Slowenien, unterschätztes Paradies! Teil 1 / 3

Aktualisiert: 4. Mai 2019

Ein Roadtrip mit dem Dachzelt durch die Berge, ans Meer, zu wunderschönen Wasserfällen und den vielleicht beeindruckensten Höhlen Europas. #roadtrip #paradies #slowenien


Der erste Pass für unseren Renny in Slowenien

Tag 1 Die Anreise nach Slowenien:



Es ist Ende September und wir brechen zu unserer ersten Tour mit Auto und Dachzelt auf.

Ziel unserer Reise ist Slowenien. Vielleicht fragt ihr euch nun „Slowenien?“, so wie alle, denen wir von unserer Reise erzählt haben. Ob sich eine Reise dorthin lohnt, erfahrt ihr im folgenden Blog.


Leider dauert unsere Anreise auf Grund vieler Baustellen und etlicher Staus anstatt geplanter sieben Stunden, 11,5 Stunden. Erst spät am Nachmittag fahren wir durch den Karawankentunnel und erreichen endlich Slowenien.

Wir kommen zur Dämmerung an unserem ersten Ziel, der Stadt Bled an, freuen uns aber auf ein leckeres Abendessen und einen ersten Blick auf die beleuchtete Burg.


So ruhig wie hier ist es wohl nicht oft in der Burg von Bled

Tag 2 Pericnik Wasserfall und Vrsic Pass:



Heute starten wir zu einer Tagestour. Erste Station ist dabei eine Wanderung zum Pericnik Wasserfall. Dass man hinter dem tosenden Wasserfall von einer Seite zur anderen wandern kann, macht ihn zu etwas ganz besonderem. Also nichts wie rein in die Regenjacke und durch das kühle Nass auf die andere Seite. Zum Aufwärmen gibt es in der kleinen Hütte am Parkplatz einen heißen Kakao und dann geht es weiter in Richtung Vrsic-Pass.

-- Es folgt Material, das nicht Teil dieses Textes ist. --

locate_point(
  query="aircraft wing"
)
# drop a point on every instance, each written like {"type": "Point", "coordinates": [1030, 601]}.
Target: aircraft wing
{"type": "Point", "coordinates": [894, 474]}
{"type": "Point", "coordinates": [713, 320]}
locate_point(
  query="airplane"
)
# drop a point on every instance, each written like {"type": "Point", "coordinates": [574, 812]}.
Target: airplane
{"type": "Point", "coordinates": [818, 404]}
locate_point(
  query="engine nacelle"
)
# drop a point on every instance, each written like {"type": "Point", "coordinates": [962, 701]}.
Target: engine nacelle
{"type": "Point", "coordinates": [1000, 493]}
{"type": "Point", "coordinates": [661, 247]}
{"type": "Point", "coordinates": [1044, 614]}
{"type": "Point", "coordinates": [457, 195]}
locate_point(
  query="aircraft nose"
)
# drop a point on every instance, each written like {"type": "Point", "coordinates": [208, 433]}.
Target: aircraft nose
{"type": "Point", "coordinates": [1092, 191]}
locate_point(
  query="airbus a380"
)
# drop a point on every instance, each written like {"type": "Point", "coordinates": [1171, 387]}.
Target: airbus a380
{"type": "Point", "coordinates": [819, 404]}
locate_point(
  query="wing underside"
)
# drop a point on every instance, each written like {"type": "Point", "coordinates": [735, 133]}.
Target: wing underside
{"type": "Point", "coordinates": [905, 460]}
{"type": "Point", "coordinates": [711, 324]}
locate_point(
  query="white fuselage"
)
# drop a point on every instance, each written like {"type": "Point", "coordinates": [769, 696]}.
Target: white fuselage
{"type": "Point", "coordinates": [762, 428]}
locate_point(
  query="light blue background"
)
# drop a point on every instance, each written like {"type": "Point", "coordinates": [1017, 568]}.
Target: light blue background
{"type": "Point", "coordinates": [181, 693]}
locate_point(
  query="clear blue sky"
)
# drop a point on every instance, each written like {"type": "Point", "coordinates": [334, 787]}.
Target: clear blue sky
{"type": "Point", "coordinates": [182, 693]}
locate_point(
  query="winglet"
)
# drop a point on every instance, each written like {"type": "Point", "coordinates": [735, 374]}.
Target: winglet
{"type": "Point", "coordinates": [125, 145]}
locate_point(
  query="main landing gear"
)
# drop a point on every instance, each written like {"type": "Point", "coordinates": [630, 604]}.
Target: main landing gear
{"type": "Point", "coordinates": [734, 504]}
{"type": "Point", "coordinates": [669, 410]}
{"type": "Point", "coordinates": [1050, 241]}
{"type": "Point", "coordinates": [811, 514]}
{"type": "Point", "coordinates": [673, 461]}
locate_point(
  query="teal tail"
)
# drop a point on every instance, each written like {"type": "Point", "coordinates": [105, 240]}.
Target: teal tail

Der Pericnik Wasserfall ist nur einer der vielen schönen Wasserfälle in Slowenien

Auf der Pass-Straße machen wir immer wieder halt um die Aussicht zu genießen und die kleine "russische Kapelle" zu besichtigen, welche zur Erinnerung an russische Kriegsgefangene im ersten Weltkrieg erbaut wurde, welche beim Bau der Straße von einer Lawine getötet wurden. Die wolkenverhangenen Berge bieten zusammen mit dem herbstlich gefärbten Laub immer wieder neue Fotomotive.

Und so gelangen wir nach vielen Fotostopps auf die 1611 Meter hoch gelegene Passhöhe. Dort bietet sich uns der erste Blick hinein ins "Soca-Tal". Also fahren wir hinunter zur türkis leuchtenden Soca, die ein beliebtes Ziel für Kanufahrer und Wanderer ist. Wir folgen der sich am Ufer der Soca entlang schlängelnden Straße, bis hin zum Boka Wasserfall.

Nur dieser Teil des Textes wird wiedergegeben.